Source of book image: http://stevenberlinjohnson.typepad.com/photos/uncategorized/2008/09/10/invention_final_81908.jpg
Steven Johnson’s The Ghost Map, about the determined entrepreneurial detective work that uncovered the cause of cholera, is one of my all-time favorite books, so I am now in the mode of reading everything else that Steven Johnson has written, or will write.
The most recent book, The Invention of Air, is not as spectacular as The Ghost Map, but is well-written on a thought-provoking topic. It focuses on Joseph Priestley’s role in the American Revolution. Priestley is best known as an early chemist, but Johnson paints him as a poly-math whose science was of a piece with his philosophy, politics and his religion.

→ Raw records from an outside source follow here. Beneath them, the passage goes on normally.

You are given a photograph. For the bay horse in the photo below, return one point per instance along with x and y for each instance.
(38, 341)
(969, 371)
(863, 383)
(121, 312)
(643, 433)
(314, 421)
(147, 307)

Johnson’s broader point is that for many of the founding fathers, science was not a compartment of their lives, but part of the whole cloth (hey, it’s my blog, so I can mix as many metaphors as I want to).

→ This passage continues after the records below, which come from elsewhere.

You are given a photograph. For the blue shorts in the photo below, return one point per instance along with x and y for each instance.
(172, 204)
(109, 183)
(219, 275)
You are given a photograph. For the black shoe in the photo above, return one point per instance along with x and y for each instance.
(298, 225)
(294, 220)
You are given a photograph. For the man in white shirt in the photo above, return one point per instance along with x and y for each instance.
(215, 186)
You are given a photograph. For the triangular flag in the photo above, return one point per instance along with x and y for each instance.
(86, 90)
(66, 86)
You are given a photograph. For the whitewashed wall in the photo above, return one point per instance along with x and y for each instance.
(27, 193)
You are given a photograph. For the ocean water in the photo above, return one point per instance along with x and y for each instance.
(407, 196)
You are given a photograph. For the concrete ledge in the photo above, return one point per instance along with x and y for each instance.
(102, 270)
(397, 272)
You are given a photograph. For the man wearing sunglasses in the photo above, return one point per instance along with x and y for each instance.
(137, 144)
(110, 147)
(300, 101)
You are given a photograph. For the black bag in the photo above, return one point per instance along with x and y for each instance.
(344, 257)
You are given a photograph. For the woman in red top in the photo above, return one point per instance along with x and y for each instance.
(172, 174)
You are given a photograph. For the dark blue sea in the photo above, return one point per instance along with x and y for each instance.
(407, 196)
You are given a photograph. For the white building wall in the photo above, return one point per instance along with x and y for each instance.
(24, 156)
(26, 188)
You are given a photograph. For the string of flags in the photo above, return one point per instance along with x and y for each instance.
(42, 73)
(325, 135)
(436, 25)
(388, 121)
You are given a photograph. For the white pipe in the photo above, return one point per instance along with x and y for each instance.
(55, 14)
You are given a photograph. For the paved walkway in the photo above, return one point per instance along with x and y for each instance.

And the neat bottom line is that Priestley’s method of science (and polity) is the same broadly empirical/experimental/entrepreneurial method that usually leads to truth and progress.
Along the way, Johnson makes many amusing and thought-provoking observations, such as the paragraphs devoted to his coffee-house theory of the enlightenment. (You see, coffee makes for clearer thinking than beer.)
The book:
Johnson, Steven. The Invention of Air: A Story of Science, Faith, Revolution, and the Birth of America. New York: Riverhead Books, 2008.